As everybody has heard or I hope every one has heard about Japan and not only the tsunami but the explosions at the nuclear power plant and the radiation problem. Well I am no going CRAZY!! I have hit a point of severe confusion and depression. My best friend Tony is stationed in Tokyo Japan now I know what your thinking nothing happened there, but he is a staff sgt. In the air force which means he was one of the many soldiers being directed to where the issues are at. I spoke with him on saturday and he was ok just helping people. His exact words were "I am helping the people and I am fine for right now..." Them last 3 words have stuck with me since I read them. Especially since the nuclear plant had I believe 2 explosions now and he is right where it happened.

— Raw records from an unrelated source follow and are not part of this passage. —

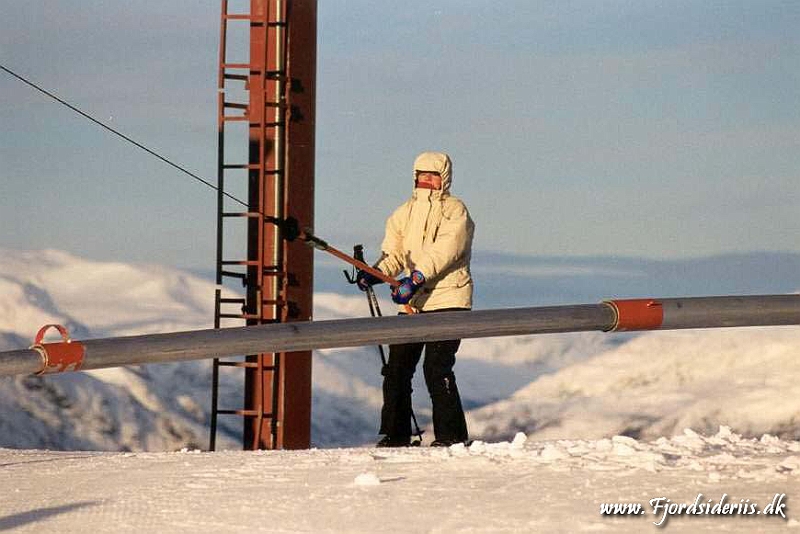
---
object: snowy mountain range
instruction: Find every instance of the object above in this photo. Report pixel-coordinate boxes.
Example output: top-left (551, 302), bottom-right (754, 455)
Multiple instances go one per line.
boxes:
top-left (0, 250), bottom-right (800, 450)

I emailed him as I did before and have done all the time and he emails me right back at the most an hour later. This time its been a whole day and nothing and his parents have yet to hear anything and can't get in contact with anybody.

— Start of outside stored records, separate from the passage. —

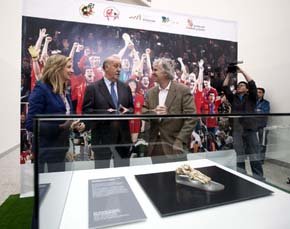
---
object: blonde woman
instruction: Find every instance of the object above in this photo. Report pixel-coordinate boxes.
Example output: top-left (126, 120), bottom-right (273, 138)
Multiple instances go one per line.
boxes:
top-left (26, 55), bottom-right (84, 172)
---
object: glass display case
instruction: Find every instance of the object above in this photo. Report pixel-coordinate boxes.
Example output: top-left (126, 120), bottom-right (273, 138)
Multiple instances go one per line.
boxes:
top-left (33, 113), bottom-right (290, 229)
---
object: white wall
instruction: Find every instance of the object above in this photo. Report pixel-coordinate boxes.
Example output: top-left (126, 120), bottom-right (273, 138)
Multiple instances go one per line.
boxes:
top-left (0, 0), bottom-right (22, 154)
top-left (0, 0), bottom-right (290, 153)
top-left (152, 0), bottom-right (290, 113)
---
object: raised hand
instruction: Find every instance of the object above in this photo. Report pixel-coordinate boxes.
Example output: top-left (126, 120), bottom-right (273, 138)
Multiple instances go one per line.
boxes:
top-left (45, 34), bottom-right (52, 43)
top-left (198, 59), bottom-right (204, 70)
top-left (28, 45), bottom-right (40, 59)
top-left (39, 28), bottom-right (48, 38)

See it scared me even more when I went to sleep last night and had a dream about him, it was a horrible dream and I woke up with my eyes glues shut, meaning I was actually crying in my sleep. In the dream I found out he was killed. I never have dreams like this, if anybody dies in my dreams its me! I couldn't believe this I was devastated from this dream. I got up and emailed him right away 7:30 in the morning and now its 9:00 at night and nothing. I couldn't imagine loosing him, I would be wrecked. He has been there for me since I was young he is my BF I tell him anything and everything and he does the same. I need him to answer me back. Until I hear from him I will continue to go insane. I will continue to cry and I will continue to worry. I just pray to God he is ok and just very very busy.
I also told everyone I would explain why I was afraid to weigh in. See I told myself that if I got to my 20 lb loss I would treat myself to something meaning I would not feel bad if I treated myself to something I have been craving. So once again I got my weakness WINGS lol that was on wednesday last week. Then me and my boyfriend went to outback to eat so I got a soup and a salad. They don't have nutrition info there for some stupid ass reason so i researched it later and found out I consumed 30 points at least for just a cup of soup and a salad what the hell!!!that means I went way over my weekly points and point allowance because I don't count work out points. I never even use weekly allowances.
Moving on I weighed in today and I lost 1.8 lbs not what I wanted but shit I will take it. so now I am down almost 22 lbs and my mom lost 5 lbs this week!! YAY! So my crappy ass day at least has one positive outcome. I just hope Tony answers me soon.
Well Im off to get my daughter to bed. Leave me some of your news or stories. they may cheer me up or take my mind off it for a while. Good luck all and keep up the good work.